Estímulos, estímulos, estímulos…

El usuario es:
Sandra Leventhal

¿Se puede estar sobre estimulado? Efectivamente así parece y una de las situaciones que ha traído la modernidad es precisamente la sobre estimulación de los seres humanos. Vivimos en una realidad que nos ha llevado a requerir estímulos permanentemente. Estamos constantemente expuestos a eventos sensoriales que llaman nuestra atención.

Desde el celular con sus constantes timbres de whats app, correos, mensajes y llamadas, hasta los avisos publicitarios permanentes en el computadores cuando estamos navegando o las ofertas que se anuncian en las calles.

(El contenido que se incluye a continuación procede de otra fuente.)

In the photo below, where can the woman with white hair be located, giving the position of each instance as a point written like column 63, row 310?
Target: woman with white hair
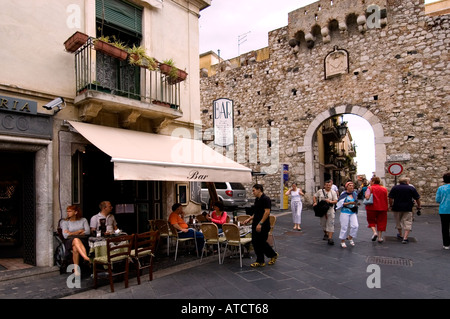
column 296, row 205
column 348, row 202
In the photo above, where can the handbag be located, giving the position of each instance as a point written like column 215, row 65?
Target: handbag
column 321, row 208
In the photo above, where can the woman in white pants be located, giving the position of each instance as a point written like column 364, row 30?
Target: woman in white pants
column 296, row 205
column 349, row 203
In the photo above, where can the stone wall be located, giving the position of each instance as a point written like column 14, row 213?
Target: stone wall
column 397, row 79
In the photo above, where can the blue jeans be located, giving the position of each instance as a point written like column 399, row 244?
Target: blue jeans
column 198, row 237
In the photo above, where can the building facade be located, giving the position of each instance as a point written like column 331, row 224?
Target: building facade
column 385, row 61
column 45, row 85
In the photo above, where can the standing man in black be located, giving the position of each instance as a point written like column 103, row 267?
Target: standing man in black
column 261, row 228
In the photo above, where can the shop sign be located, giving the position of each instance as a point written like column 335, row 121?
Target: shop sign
column 17, row 105
column 223, row 122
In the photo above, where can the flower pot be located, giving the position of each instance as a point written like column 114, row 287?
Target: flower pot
column 75, row 41
column 156, row 102
column 110, row 50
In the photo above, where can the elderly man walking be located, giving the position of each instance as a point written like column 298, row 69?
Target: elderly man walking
column 401, row 202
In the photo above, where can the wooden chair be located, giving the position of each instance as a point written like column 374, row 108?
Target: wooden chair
column 233, row 238
column 242, row 218
column 211, row 233
column 162, row 226
column 174, row 232
column 273, row 220
column 144, row 247
column 118, row 250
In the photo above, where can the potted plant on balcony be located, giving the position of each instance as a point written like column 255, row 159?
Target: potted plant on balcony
column 75, row 41
column 139, row 57
column 117, row 51
column 174, row 75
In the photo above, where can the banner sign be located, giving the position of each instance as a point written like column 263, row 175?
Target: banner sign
column 223, row 122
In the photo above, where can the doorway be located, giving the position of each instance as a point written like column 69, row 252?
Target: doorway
column 134, row 202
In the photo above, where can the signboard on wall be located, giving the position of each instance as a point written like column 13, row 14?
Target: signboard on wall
column 223, row 122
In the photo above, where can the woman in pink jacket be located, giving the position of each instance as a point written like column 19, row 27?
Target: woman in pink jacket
column 218, row 216
column 377, row 212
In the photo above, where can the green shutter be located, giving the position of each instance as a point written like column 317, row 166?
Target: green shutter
column 121, row 14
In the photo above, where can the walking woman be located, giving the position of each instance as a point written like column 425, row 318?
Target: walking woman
column 296, row 205
column 377, row 212
column 443, row 198
column 76, row 231
column 348, row 201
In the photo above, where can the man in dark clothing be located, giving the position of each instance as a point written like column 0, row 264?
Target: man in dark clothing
column 261, row 228
column 401, row 202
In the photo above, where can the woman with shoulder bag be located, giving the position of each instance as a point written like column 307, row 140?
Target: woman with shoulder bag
column 377, row 211
column 327, row 220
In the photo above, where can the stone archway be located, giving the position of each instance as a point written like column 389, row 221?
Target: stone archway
column 308, row 150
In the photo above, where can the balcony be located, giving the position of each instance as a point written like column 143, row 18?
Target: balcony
column 109, row 84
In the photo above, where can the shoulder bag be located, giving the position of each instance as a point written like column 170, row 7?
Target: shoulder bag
column 370, row 200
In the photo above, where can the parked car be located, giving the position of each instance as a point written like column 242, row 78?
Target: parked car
column 233, row 195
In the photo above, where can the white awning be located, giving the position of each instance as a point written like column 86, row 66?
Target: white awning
column 145, row 156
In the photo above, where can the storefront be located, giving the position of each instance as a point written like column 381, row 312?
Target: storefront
column 141, row 174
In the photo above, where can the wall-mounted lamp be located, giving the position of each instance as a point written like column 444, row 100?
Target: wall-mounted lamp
column 56, row 103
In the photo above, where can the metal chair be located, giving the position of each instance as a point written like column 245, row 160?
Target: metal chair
column 211, row 233
column 162, row 226
column 233, row 238
column 174, row 232
column 144, row 247
column 118, row 250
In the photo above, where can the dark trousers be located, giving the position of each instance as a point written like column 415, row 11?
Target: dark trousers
column 261, row 246
column 199, row 238
column 445, row 224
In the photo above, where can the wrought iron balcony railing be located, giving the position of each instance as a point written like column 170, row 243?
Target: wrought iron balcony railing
column 100, row 72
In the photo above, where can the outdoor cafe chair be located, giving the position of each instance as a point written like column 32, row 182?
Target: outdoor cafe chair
column 211, row 234
column 233, row 238
column 242, row 218
column 164, row 231
column 144, row 247
column 174, row 232
column 118, row 250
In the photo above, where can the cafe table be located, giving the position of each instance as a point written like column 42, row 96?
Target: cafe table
column 97, row 245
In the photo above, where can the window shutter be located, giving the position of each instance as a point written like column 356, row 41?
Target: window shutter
column 120, row 14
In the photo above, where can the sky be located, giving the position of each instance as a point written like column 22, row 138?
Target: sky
column 238, row 26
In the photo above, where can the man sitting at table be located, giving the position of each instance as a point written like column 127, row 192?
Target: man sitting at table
column 176, row 219
column 105, row 213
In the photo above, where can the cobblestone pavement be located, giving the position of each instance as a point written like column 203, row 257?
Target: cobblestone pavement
column 307, row 268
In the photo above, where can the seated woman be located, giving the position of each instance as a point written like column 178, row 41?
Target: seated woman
column 76, row 225
column 218, row 216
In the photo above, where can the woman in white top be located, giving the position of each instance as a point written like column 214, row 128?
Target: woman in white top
column 296, row 205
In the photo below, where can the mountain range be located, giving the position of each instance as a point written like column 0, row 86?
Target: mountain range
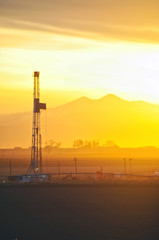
column 128, row 124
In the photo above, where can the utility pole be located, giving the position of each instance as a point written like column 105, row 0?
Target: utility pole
column 10, row 167
column 75, row 159
column 36, row 156
column 59, row 169
column 125, row 165
column 130, row 159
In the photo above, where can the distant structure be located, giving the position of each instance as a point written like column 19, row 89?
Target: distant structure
column 36, row 155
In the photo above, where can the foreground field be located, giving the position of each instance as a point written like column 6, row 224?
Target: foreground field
column 79, row 212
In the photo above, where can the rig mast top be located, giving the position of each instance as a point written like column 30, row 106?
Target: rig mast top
column 36, row 155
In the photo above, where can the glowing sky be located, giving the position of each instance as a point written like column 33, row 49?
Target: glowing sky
column 80, row 47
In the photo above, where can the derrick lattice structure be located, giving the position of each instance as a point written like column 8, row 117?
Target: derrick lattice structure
column 36, row 154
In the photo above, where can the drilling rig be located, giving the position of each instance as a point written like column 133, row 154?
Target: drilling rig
column 36, row 153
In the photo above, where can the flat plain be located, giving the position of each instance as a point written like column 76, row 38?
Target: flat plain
column 79, row 212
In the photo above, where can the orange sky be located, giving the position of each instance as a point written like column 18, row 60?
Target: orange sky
column 80, row 48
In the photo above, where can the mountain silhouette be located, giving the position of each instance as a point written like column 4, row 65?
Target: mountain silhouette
column 129, row 124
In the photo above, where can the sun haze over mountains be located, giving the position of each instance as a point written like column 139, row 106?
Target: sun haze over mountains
column 80, row 47
column 129, row 124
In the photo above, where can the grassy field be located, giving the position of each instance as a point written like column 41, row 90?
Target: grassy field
column 79, row 212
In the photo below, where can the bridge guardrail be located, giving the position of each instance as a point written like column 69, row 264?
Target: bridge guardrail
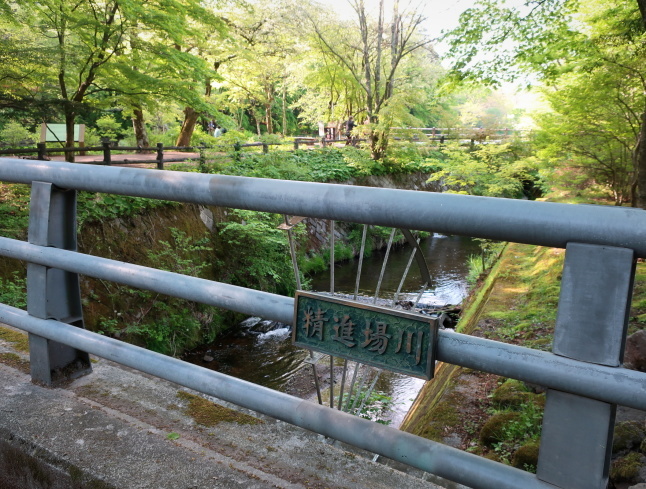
column 583, row 374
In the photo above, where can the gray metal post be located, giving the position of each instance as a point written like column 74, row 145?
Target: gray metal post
column 53, row 293
column 160, row 156
column 596, row 289
column 42, row 151
column 106, row 153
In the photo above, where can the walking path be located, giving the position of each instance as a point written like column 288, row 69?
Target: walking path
column 117, row 428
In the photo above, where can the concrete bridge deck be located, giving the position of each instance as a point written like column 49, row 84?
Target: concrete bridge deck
column 118, row 428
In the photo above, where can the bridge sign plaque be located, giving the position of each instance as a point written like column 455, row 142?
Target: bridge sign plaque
column 399, row 341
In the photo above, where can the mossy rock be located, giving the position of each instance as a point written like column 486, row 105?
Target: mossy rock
column 493, row 430
column 628, row 434
column 526, row 456
column 511, row 394
column 626, row 468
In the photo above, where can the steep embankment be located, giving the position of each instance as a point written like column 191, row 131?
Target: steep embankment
column 234, row 246
column 501, row 418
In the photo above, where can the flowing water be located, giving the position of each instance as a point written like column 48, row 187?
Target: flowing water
column 268, row 358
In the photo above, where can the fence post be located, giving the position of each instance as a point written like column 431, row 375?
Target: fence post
column 202, row 163
column 107, row 159
column 53, row 293
column 42, row 151
column 591, row 324
column 160, row 156
column 237, row 148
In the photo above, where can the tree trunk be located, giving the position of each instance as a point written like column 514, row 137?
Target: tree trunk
column 268, row 120
column 378, row 144
column 141, row 135
column 70, row 116
column 190, row 119
column 640, row 164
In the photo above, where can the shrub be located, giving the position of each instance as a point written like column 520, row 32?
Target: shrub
column 13, row 134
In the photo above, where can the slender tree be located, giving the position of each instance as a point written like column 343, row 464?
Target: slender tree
column 373, row 54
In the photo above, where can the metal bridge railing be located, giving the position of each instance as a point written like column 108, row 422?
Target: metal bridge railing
column 583, row 374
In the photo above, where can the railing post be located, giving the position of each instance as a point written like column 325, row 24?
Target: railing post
column 107, row 159
column 42, row 151
column 596, row 289
column 160, row 156
column 53, row 293
column 202, row 162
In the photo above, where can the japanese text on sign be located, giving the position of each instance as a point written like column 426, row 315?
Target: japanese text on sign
column 394, row 340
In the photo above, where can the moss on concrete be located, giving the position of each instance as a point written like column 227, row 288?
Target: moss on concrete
column 627, row 435
column 526, row 457
column 510, row 394
column 19, row 340
column 207, row 413
column 15, row 361
column 493, row 431
column 626, row 468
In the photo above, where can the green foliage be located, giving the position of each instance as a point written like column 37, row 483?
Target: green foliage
column 254, row 253
column 13, row 291
column 514, row 429
column 373, row 407
column 327, row 164
column 108, row 127
column 409, row 157
column 478, row 265
column 98, row 207
column 14, row 134
column 490, row 170
column 14, row 210
column 166, row 324
column 182, row 254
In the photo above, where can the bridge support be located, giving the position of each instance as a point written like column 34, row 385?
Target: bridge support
column 54, row 293
column 591, row 324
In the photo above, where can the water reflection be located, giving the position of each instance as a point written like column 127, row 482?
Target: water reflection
column 269, row 359
column 446, row 257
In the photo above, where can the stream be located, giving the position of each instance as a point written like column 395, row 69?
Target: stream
column 254, row 352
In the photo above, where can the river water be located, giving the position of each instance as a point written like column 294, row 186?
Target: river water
column 269, row 359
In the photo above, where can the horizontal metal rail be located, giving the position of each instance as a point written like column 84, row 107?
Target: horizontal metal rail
column 232, row 297
column 538, row 223
column 444, row 461
column 614, row 385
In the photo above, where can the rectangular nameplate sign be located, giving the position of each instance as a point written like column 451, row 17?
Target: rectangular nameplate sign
column 399, row 341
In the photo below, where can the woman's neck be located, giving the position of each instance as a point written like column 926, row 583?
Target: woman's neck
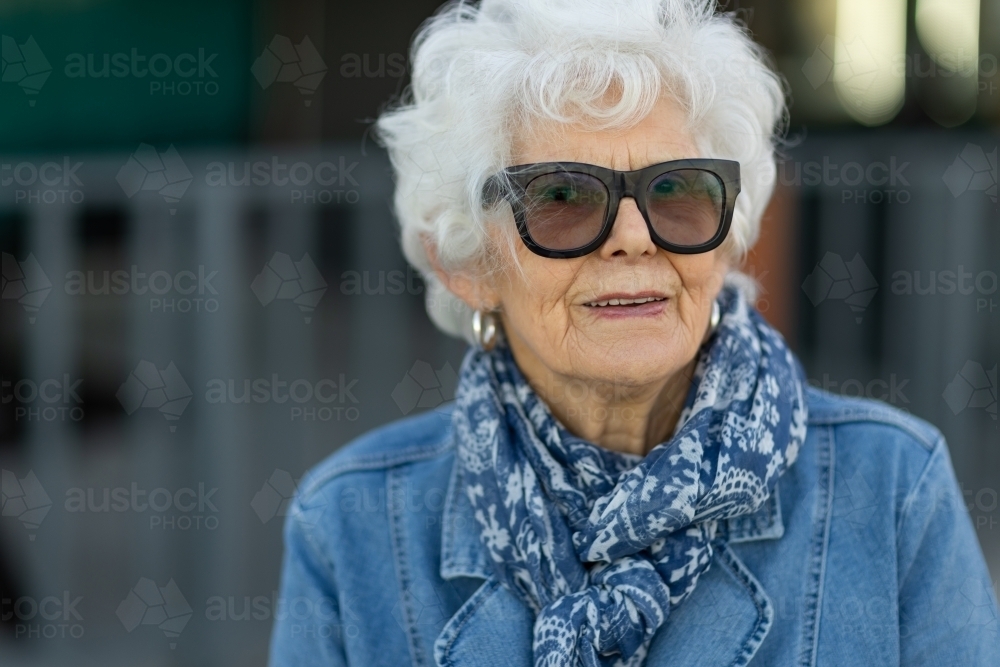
column 619, row 417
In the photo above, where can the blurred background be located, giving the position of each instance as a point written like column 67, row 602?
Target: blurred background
column 203, row 296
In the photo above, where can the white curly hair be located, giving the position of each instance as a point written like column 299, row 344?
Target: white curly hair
column 486, row 73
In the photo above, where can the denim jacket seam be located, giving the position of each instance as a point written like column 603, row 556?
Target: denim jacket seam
column 818, row 548
column 765, row 613
column 374, row 462
column 462, row 617
column 914, row 491
column 402, row 567
column 318, row 554
column 877, row 414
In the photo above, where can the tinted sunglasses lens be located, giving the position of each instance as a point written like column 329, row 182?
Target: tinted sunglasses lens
column 565, row 210
column 686, row 206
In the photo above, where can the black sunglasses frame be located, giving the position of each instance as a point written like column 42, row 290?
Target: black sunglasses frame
column 511, row 184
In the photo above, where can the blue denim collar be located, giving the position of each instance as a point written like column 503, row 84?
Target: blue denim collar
column 462, row 554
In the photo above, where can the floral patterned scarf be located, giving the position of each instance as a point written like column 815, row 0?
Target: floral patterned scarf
column 600, row 544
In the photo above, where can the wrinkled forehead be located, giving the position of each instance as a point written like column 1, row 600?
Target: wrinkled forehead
column 664, row 134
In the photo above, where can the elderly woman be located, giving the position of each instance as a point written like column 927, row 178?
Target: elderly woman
column 634, row 470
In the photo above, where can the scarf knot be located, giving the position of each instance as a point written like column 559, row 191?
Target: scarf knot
column 602, row 545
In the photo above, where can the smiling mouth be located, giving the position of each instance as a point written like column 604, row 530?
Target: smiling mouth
column 624, row 301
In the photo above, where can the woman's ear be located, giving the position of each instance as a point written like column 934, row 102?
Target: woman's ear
column 475, row 291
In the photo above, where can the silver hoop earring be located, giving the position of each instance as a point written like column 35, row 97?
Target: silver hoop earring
column 713, row 322
column 484, row 329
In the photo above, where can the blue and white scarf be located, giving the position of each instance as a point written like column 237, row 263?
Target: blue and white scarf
column 601, row 544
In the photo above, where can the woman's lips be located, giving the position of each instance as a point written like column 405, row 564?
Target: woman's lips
column 644, row 304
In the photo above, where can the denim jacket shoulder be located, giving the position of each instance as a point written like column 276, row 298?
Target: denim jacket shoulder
column 864, row 554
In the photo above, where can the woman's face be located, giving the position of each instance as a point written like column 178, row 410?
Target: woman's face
column 550, row 312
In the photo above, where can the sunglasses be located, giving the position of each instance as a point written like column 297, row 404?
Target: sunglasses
column 567, row 209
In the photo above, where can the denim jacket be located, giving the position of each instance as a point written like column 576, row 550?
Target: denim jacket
column 864, row 555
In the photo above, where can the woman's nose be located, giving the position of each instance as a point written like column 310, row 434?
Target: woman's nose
column 629, row 235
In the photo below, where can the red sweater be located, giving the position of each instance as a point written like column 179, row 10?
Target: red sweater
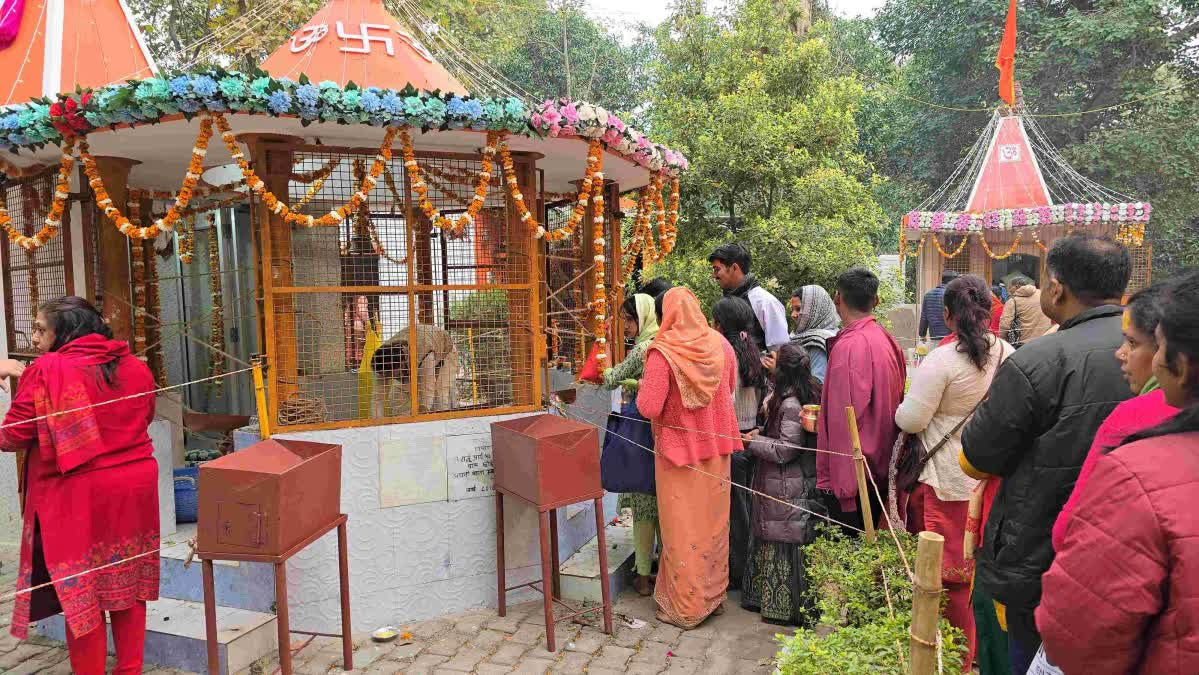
column 1128, row 417
column 690, row 437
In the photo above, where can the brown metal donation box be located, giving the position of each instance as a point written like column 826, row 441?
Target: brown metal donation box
column 269, row 498
column 548, row 462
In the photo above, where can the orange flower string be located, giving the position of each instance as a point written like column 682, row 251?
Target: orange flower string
column 186, row 192
column 279, row 209
column 455, row 225
column 58, row 205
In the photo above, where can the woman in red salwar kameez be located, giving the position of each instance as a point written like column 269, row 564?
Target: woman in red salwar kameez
column 91, row 486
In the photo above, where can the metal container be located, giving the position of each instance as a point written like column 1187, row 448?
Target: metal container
column 547, row 460
column 269, row 498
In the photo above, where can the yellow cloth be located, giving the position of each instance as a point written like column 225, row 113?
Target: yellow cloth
column 366, row 375
column 969, row 468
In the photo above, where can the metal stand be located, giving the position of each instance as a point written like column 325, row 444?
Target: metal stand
column 281, row 597
column 550, row 578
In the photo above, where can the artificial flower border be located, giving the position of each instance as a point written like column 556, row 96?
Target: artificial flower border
column 148, row 101
column 1072, row 214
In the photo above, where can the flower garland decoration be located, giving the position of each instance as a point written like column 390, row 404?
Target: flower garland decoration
column 589, row 187
column 1071, row 215
column 187, row 240
column 1010, row 252
column 58, row 205
column 600, row 305
column 456, row 227
column 166, row 223
column 510, row 178
column 216, row 330
column 281, row 209
column 957, row 252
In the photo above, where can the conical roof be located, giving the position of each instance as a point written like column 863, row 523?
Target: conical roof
column 66, row 43
column 360, row 41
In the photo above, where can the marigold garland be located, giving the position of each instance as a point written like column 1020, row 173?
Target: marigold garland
column 589, row 187
column 956, row 252
column 510, row 178
column 58, row 205
column 1010, row 252
column 455, row 225
column 281, row 209
column 186, row 192
column 600, row 305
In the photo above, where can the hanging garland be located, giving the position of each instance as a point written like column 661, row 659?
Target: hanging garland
column 1010, row 252
column 54, row 217
column 455, row 225
column 956, row 252
column 510, row 178
column 281, row 209
column 187, row 240
column 600, row 306
column 186, row 192
column 595, row 166
column 216, row 330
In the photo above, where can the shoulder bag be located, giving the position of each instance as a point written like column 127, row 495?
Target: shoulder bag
column 913, row 454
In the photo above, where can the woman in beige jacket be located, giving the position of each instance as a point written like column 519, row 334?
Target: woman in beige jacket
column 1023, row 306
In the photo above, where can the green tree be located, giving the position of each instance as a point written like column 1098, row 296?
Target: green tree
column 769, row 125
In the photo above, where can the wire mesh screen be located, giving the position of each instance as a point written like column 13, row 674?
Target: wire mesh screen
column 32, row 277
column 389, row 317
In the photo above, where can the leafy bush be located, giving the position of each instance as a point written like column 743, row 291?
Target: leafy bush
column 849, row 580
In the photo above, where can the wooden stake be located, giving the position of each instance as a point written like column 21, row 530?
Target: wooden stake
column 863, row 495
column 926, row 603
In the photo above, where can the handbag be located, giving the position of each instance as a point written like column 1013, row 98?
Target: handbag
column 1013, row 331
column 913, row 456
column 626, row 463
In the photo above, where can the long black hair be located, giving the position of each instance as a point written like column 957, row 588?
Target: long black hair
column 735, row 320
column 1179, row 303
column 968, row 301
column 793, row 377
column 72, row 318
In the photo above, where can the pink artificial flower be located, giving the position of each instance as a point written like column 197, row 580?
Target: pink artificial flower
column 571, row 113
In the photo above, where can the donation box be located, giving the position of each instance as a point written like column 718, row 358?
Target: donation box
column 269, row 498
column 546, row 459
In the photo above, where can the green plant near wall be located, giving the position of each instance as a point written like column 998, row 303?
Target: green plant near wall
column 861, row 590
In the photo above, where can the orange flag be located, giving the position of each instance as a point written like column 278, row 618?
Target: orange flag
column 1006, row 59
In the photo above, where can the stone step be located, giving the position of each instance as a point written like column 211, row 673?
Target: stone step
column 175, row 636
column 580, row 572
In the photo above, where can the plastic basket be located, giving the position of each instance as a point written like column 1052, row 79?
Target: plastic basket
column 187, row 494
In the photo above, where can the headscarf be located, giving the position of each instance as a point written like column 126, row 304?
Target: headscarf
column 818, row 320
column 694, row 351
column 646, row 318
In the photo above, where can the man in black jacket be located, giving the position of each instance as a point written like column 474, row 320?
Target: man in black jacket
column 1035, row 429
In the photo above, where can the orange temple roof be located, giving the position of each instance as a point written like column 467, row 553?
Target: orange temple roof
column 360, row 41
column 67, row 43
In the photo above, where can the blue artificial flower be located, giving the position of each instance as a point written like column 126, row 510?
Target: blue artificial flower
column 393, row 104
column 259, row 86
column 204, row 86
column 279, row 102
column 233, row 86
column 308, row 95
column 371, row 102
column 181, row 86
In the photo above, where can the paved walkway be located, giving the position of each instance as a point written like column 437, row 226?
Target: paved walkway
column 480, row 642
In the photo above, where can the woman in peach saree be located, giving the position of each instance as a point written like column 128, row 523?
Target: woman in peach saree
column 687, row 393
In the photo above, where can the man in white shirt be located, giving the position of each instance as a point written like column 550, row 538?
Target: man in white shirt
column 730, row 269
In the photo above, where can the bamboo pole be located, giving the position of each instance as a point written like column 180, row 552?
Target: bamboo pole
column 926, row 603
column 863, row 495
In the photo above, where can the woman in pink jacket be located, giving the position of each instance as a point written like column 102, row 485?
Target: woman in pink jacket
column 687, row 393
column 1122, row 595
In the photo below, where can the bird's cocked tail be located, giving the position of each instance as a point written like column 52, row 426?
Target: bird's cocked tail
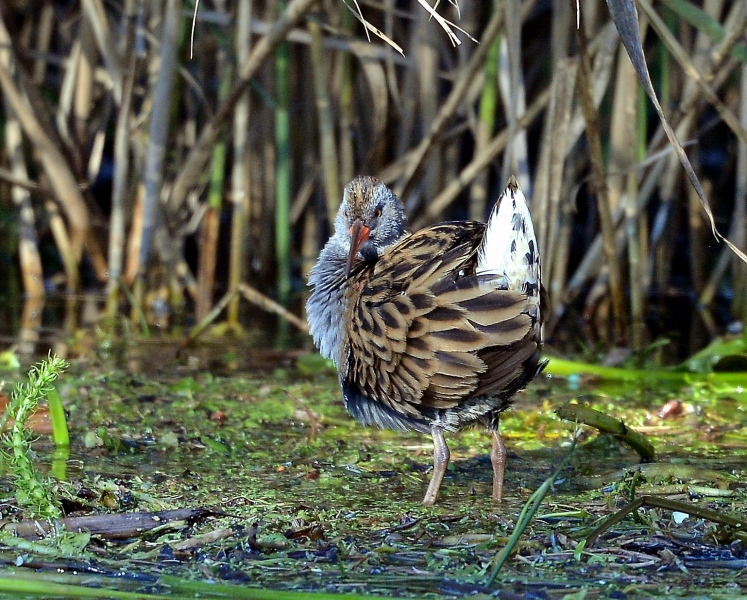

Además de esto, desde pequeños vemos como padres y maestros se dedican a activar nuestros sentidos, con el ánimo de permitir un mejor desarrollo cognitivo desde que inicia la vida, yo me pregunto ¿hasta dónde es sano este mar de excitación sensorial?

En los años ochenta se puso de moda el proceso de la estimulación temprana, dando pie a una serie de actividades orientadas a despertar los sentidos de los niños desde muy temprana edad. Aparecieron toda clase de terapias y centros donde los infantes asistían a iniciar la exploración dirigida del mundo sensorio motor.

En los 90 ya veíamos como padres e hijos corrían por las ciudades llevando a sus hijos a las jornadas de estimulación y deporte, además de soportar las cargas académicas escolares y el vasto océano de actividades sociales, niños y padres en una frenética carrera por lograr agendas atiborradas de actividades donde no había espacio para medio segundo de contemplación.

Así llegamos a las carreras al nuevo milenio donde la era de la telecomunicación, abrazo cada rincón de nuestra existencia, nos invadieron los dispositivos móviles, las tabletas, y los artilugios tecnológicos diseñados para conectarnos y facilitarnos la existencia, la cual para este momento se ha convertido en una existencia frenética de estímulos permanentes amenazando con convertirnos en una sociedad neurotizada gracias a esta sobre estimulación avasallante.

Lejos quedaron los momentos de soledad y disfrute personal donde no existía la intromisión de un celular a destiempo o un insistente e indiscreto mensaje de entrada en medio de una conversación intima. Ahora son ajenos los minutos de reflexión tranquila, gracias a la insistencia de toda una tecnología dispuesta a inmiscuirse en todos y cada uno de los espacios de nuestras vidas.

Desde relojes, hasta anuncios digitales, televisores, pantallas y tabletas en cada rincón de nuestra existencia, se encargan de hacer sentir su omnipresencia. Cada día se hace más difícil disponer de tiempo para el disfrute del silencio y la soledad, amenazando con convertirnos en una sociedad cada día mas enajenada, apática y neurótica.

No es gratuito que en los países donde más ha avanzado el desarrollo tecnológico, ha aumentado de manera desproporcionada la tasa de suicidios. Es probable que el desarrollo de nuevas tecnologías traiga avances pero también tenemos que hacernos consientes del reto que estos avances están trayendo a los seres humanos. Finalmente no somos máquinas y todavía requerimos de actividades humanizantes que nos permitan ser lo que somos, seres humanos con necesidades sociales y derecho a momentos de paz y tranquilidad para reflexionar.